Brigida Morello Zancano (17 June 1610 – 3 September 1679), born Brigida Morello, was an Italian Roman Catholic widow and later a nun of the Ursuline Sisters of Mary Immaculate that she herself had established in her widowhood. She would assume the name of "Brigida of Jesus" when she founded her congregation.

On 15 March 1998 she was beatified and granted the title of Blessed. One miracle received approval from Pope John Paul II in order for her to be beatified and another must be found for her to be canonized. She is the patron for widows and for her order.

==Life==
Brigida Morello was born on 17 March 1610 in Genoa as the sixth of eleven children to Nicolò Morello and Livinia Borzese.

Morello married Matteo Zancano from Cremona on 14 October 1633 and the pair moved to Salsomaggiore in Parma to live their new life together. But this would be short and she was widowed at the age of 27 after he died on 11 November 1637. She made a vow to remain chaste after her husband died and tried to join the female branch of the Order of Friars Minor but was rejected due to her widowhood.

She moved and became a spiritual student of the Jesuits in Piacenza in 1640 and also placed herself under their spiritual direction. In obedience to her confessor she began a journal with entries that spanned from 1642 until 1645.
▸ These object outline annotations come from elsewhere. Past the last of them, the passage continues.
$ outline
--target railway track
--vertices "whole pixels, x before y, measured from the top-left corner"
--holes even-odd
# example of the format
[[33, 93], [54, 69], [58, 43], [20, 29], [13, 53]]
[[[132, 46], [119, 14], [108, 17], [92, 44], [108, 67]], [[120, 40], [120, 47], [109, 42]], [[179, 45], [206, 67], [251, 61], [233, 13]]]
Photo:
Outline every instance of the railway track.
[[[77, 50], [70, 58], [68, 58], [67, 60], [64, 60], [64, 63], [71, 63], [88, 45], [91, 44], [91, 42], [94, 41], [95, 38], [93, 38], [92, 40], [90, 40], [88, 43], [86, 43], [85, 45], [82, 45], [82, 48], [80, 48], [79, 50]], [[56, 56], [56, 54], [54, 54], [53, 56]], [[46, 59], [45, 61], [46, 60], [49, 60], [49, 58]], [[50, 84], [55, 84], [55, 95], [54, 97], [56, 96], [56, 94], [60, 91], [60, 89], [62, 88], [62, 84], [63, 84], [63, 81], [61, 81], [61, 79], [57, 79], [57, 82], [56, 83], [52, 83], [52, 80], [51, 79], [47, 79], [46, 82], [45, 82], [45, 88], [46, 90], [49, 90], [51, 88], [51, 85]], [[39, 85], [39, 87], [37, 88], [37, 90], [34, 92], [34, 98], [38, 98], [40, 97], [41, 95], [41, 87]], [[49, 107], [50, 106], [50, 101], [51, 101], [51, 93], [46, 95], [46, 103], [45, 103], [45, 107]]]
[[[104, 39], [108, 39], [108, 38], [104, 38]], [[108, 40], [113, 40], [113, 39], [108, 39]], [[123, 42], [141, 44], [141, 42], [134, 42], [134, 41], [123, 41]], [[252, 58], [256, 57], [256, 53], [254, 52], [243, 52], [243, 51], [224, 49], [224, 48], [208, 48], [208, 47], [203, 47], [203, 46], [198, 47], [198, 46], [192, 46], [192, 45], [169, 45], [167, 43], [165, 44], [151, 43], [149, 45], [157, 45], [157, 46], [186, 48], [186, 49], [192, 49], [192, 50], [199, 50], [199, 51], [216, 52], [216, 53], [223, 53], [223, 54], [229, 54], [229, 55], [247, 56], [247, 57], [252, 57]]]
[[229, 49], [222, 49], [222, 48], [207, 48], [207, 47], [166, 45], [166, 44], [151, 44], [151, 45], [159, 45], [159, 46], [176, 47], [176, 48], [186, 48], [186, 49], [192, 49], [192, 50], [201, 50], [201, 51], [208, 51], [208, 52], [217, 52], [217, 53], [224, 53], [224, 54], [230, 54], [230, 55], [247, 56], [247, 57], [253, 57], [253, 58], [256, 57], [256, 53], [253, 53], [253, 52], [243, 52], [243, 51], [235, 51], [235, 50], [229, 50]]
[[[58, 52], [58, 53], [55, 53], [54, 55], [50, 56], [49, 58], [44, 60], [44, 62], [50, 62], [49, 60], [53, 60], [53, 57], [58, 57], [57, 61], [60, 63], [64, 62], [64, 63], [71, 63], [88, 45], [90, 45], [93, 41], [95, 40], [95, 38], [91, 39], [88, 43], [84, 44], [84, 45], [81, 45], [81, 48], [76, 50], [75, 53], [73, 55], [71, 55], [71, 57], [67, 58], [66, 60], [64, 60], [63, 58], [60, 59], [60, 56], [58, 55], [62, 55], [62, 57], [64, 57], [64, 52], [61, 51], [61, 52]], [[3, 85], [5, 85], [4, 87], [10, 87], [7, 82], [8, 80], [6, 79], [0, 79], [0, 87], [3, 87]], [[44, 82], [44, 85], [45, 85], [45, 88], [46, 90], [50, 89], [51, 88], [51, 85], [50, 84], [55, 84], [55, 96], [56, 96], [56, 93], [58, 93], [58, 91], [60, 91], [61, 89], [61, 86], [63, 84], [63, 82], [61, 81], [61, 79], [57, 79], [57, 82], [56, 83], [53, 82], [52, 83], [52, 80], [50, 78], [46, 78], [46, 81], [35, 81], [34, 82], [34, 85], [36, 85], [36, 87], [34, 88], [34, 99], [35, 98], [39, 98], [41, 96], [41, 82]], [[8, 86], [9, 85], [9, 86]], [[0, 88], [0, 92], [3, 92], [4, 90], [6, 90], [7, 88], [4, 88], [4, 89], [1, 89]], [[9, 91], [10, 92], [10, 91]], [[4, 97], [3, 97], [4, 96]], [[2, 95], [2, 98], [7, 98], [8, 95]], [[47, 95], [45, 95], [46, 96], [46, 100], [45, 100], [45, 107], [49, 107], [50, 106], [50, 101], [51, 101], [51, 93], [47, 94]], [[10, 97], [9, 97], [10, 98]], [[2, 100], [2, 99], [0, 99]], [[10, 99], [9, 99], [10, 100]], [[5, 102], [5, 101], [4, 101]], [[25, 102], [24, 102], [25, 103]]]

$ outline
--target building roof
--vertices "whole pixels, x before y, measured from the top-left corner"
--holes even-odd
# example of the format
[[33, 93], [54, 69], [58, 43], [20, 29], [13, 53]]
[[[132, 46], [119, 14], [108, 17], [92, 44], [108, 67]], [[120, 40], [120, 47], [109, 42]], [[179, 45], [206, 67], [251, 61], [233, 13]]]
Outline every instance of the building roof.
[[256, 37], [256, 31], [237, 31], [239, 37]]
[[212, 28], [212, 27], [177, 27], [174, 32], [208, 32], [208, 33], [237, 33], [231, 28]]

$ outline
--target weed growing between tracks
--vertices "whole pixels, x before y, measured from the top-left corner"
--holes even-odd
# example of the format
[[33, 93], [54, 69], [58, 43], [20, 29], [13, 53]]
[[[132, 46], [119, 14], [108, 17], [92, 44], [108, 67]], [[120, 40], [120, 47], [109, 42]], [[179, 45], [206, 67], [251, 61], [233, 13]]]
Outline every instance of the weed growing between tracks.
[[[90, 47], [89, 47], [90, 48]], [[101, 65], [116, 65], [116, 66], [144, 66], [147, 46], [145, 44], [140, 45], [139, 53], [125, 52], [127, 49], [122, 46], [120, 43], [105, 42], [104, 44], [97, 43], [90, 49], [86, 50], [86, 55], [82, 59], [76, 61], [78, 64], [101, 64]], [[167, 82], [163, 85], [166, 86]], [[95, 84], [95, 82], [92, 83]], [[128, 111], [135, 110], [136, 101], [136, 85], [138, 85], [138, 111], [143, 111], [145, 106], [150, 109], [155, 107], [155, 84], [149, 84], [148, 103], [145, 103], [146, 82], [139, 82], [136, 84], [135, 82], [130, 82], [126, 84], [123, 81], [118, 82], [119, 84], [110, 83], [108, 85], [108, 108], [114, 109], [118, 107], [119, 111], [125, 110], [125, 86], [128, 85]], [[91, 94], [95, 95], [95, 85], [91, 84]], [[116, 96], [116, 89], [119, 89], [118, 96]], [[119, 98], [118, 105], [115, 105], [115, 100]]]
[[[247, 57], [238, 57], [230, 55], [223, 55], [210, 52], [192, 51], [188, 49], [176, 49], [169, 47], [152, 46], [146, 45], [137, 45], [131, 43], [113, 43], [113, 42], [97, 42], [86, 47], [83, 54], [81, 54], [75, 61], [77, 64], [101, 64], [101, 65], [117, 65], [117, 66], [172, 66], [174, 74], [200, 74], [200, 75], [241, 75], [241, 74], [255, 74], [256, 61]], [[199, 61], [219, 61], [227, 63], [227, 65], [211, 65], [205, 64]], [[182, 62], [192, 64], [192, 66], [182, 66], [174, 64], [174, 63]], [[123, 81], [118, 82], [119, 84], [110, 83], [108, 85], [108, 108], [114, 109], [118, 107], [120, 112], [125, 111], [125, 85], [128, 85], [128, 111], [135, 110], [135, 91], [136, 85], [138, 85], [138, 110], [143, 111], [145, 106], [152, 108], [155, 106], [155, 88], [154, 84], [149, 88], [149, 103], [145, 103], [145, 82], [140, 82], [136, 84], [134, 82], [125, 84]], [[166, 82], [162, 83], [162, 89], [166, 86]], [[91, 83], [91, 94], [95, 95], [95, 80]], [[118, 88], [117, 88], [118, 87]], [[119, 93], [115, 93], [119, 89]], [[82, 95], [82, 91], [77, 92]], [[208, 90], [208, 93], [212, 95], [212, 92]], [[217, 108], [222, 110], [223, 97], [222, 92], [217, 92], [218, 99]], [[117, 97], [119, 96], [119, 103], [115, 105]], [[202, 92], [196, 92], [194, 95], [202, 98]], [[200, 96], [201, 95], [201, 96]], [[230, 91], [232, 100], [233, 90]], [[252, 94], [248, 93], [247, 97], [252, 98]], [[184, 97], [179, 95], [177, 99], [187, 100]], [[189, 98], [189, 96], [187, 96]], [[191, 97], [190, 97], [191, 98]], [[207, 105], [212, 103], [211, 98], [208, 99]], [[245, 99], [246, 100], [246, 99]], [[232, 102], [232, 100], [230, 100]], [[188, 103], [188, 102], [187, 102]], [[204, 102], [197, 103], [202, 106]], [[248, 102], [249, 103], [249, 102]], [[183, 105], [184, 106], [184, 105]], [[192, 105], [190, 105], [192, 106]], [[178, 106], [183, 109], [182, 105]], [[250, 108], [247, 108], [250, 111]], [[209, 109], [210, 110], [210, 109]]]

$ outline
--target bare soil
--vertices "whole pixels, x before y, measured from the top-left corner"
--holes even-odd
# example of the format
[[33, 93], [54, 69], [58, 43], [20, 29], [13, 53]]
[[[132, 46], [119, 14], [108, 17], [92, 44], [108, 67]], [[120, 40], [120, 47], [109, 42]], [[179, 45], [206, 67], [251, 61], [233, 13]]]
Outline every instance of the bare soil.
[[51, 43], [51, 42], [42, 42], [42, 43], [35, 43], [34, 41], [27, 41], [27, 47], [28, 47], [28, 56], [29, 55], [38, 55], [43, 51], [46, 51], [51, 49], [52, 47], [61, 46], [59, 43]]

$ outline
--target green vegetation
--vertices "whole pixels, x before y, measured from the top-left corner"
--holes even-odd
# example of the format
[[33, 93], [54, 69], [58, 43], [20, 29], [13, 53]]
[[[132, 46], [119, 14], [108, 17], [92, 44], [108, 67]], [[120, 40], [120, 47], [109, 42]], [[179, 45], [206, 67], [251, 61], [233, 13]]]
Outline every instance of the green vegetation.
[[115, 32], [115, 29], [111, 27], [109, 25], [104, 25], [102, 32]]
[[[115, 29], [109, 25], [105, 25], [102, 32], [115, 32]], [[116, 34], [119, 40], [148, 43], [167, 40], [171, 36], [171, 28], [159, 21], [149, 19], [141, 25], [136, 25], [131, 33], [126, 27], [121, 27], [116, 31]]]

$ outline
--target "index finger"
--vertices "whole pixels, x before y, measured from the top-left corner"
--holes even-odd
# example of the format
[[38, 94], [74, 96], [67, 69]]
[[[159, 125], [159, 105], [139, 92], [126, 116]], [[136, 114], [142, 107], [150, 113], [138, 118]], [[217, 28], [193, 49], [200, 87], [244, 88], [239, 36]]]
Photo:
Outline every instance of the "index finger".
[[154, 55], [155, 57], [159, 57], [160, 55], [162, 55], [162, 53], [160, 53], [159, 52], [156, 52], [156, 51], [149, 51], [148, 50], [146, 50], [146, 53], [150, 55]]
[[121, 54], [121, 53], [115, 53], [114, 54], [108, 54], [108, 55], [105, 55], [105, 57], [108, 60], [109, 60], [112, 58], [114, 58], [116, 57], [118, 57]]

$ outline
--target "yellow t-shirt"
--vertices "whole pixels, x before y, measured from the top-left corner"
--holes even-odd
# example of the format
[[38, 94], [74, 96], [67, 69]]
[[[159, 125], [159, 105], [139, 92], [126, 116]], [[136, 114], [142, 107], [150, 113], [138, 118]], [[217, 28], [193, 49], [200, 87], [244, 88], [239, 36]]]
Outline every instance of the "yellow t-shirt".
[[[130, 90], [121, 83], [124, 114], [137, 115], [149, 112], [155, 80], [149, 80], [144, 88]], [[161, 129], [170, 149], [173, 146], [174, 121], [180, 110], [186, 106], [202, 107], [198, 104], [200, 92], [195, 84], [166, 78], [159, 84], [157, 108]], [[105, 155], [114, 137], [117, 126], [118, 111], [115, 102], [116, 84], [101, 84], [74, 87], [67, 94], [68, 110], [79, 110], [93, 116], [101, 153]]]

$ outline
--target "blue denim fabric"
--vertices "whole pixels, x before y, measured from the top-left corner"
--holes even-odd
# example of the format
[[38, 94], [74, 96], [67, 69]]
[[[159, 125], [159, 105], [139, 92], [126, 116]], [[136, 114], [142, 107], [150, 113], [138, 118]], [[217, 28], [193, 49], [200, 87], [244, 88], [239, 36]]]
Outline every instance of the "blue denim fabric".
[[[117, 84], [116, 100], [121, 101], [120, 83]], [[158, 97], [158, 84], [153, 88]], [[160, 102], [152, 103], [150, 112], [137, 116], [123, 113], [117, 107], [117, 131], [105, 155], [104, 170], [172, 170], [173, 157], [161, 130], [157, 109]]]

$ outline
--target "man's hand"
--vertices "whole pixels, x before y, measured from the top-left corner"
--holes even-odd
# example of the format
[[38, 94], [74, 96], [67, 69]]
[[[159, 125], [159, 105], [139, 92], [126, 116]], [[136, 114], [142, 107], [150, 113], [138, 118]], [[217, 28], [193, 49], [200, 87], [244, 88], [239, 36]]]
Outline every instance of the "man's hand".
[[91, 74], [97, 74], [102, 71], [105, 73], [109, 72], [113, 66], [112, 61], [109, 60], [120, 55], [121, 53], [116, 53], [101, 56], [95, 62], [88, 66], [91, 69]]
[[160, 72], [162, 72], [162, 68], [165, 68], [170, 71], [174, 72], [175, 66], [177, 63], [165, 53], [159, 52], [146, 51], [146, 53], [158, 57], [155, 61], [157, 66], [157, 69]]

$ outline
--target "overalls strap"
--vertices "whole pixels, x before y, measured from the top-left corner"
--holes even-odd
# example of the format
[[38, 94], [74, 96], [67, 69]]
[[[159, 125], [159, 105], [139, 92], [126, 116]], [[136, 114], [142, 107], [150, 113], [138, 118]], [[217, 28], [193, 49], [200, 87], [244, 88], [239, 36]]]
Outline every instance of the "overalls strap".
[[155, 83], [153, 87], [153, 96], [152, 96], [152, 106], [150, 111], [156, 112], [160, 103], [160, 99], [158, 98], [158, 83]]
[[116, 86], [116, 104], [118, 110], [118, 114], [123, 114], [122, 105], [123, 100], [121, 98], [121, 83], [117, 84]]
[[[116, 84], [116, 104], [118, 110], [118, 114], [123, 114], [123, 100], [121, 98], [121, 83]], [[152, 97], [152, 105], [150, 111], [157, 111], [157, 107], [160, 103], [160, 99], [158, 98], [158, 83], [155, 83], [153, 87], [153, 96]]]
In September 1646 she began to gather a group of women at her home in Parma under the guidance of Saint Ursula and set the foundations for a new religious congregation that she herself would soon establish. She devoted herself to a state of constant penance and charitable works to benefit the lives of others and encouraged this amongst her companions. She declared her order would dedicate itself to the education of girls. The new institute was established on 17 February 1649 – on Ash Wednesday – in which she professed her vows as a member of it. The founder assumed the name of "Brigida of Jesus" and placed her congregation under the care of the Jesuits. Morello was not selected as the first superior but was appointed in 1665 and reconfirmed twice in 1670 and 1675 around the time health began to fail her.

Morello died on 3 September 1679 in Piacenza.

==Beatification==
Morello's cause was officially opened on 24 July 1928, and she was granted the title of Servant of God. The process had been tasked with collecting all available documentation that would support the cause while undertaking an exhaustive mission to assemble writings that Morello herself had written. Her writings were placed under the care of theologians who had to determine if her writings remained in line with the faith and approved them in two blocs on 14 November 1934 and then a while later on 24 May 1950.

Pope Paul VI opened the next stage of her beatification on 31 May 1971. On 29 April 1980 she was declared to be Venerable after Pope John Paul II confirmed that Morello led a life of heroic virtue.

Investigations into an alleged miracle lasted less than a week in a diocesan process from 28 August 1995 until 30 August. It was validated as a process that performed to the set criteria in 1996 in Rome and received papal approval on 18 December 1997. John Paul II beatified her on 15 March 1998.